The number of people who are currently hospitalized in B.C. is 89, and only 35 of those people are in the ICU as of April 30. There have been 109 confirmed deaths and 1,305 recoveries, which means that 12 times as many people have recovered compared to those who didn’t.

B.C. has also completed 83,425 tests to date, indicating that 83,338 of the people who were tested did not have the virus, or their results have yet to be published. This means that, cumulatively, of all of the people who have been tested for COVID-19, only 2.5 percent have probably tested positive, and only a small fraction of those — about 0.1 per cent of everyone who was tested — succumbed to the disease. These numbers are entirely absent from many stories being published about the progress of COVID-19 in B.C.

“Total confirmed cases” sounds similar to, but is radically different from, “total confirmed active cases,” a distinction which can be confusing to some. To date, cumulative Candian recoveries from the virus outnumber deaths by about seven to one — a fact which, by comparison, isn’t making headlines anywhere.

It should be made clear that while I’m saying this, it’s crucial not to downplay the severity of the emergency, and to take all the precautions you can to self-isolate and avoid transmission. However it’s important to think critically when parsing the numbers related to the disease in order to keep yourself informed in a way which reflects the reality of the situation.

Focusing on cumulative cases disproportionately relies on a number which 1) by definition can only increase over time, 2) fully ignores the success of our healthcare system in treating patients, and 3) can be updated every day to keep online engagement consistent.
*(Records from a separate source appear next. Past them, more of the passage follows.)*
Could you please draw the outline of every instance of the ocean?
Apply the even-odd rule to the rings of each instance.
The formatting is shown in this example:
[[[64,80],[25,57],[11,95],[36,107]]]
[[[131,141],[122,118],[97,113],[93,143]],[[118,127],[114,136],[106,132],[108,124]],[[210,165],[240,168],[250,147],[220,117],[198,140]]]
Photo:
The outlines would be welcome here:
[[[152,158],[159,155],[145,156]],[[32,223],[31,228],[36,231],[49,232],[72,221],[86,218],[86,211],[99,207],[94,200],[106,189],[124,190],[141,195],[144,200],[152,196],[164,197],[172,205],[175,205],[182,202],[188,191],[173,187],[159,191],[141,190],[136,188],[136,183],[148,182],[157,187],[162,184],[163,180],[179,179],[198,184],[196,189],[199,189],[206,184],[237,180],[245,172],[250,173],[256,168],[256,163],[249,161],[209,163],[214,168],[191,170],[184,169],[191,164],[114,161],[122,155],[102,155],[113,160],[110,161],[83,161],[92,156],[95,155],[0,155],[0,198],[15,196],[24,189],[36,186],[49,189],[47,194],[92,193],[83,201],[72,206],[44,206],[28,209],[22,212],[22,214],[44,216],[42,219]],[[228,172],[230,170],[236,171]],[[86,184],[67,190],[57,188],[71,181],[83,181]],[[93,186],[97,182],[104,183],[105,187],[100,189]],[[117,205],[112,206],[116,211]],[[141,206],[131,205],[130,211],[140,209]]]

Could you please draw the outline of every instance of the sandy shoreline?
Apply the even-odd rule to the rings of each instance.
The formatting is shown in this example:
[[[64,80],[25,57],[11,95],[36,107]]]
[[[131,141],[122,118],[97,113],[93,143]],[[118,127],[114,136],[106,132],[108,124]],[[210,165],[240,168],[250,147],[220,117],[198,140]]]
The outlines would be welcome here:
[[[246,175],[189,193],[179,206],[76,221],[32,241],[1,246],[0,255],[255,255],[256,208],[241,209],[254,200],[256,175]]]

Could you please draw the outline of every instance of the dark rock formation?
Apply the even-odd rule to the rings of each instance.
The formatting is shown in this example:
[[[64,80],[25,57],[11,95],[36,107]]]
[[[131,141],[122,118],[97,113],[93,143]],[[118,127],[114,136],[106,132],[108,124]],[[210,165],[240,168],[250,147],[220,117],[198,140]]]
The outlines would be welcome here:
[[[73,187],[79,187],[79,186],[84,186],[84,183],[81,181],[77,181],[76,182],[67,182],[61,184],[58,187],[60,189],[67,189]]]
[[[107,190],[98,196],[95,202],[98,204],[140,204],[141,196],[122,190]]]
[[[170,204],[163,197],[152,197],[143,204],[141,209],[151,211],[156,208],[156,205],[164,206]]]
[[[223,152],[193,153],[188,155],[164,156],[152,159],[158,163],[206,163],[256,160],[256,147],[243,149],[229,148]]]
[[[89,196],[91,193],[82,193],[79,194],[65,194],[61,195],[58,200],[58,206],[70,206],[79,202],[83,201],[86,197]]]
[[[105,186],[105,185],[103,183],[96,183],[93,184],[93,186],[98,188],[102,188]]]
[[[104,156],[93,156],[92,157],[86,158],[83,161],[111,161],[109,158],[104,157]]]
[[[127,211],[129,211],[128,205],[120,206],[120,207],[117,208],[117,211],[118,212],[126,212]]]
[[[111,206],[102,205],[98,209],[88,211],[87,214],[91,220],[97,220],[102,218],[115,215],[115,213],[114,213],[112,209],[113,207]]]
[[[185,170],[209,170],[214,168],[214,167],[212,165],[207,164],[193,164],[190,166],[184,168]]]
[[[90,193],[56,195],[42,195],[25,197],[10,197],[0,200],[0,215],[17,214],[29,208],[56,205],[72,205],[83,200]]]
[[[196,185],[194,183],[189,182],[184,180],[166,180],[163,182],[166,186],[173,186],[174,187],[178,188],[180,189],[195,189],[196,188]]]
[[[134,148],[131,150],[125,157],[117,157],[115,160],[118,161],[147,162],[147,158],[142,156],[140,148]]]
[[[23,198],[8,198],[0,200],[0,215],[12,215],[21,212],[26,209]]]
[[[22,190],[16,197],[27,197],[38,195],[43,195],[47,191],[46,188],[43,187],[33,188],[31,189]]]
Think of it like reporting the total shots during a basketball game instead of the final score. Does it really give you a complete picture of what’s happening and an accurate description of the current situation? For all of our national fixation on supporting healthcare workers during this time, it seems contradictory that news organizations should choose not to publish or prioritize information which shows the beneficial impact of their work.

Think about how this information makes you feel, how it influences the way you think about the world, and how it affects your perception of the spread of the virus. Constantly being exposed to a brute quantification of the lives lost and total number of cases while the active cases and recoveries take a backseat can be misleading, even dehumanizing. While the CBC has acknowledged that it can be difficult to tell the full story of the pandemic, and has just recently started publishing a series looking at the human stories behind the numbers, it still continues to place more weight on the total cumulative cases in B.C. rather than currently active ones.

Ask yourself why this might be. Why do media outlets prioritize reporting deaths, new cases, and hospitalizations over recoveries? What value or benefit do you as a reader get from being shown the cumulative number of cases rather than the active number? Even though this discrepancy in statistics between active and cumulative cases doesn’t change the scope of the problem, it does change the nature of how we view it and influences people’s ongoing perception of it. It’s important to be aware of that.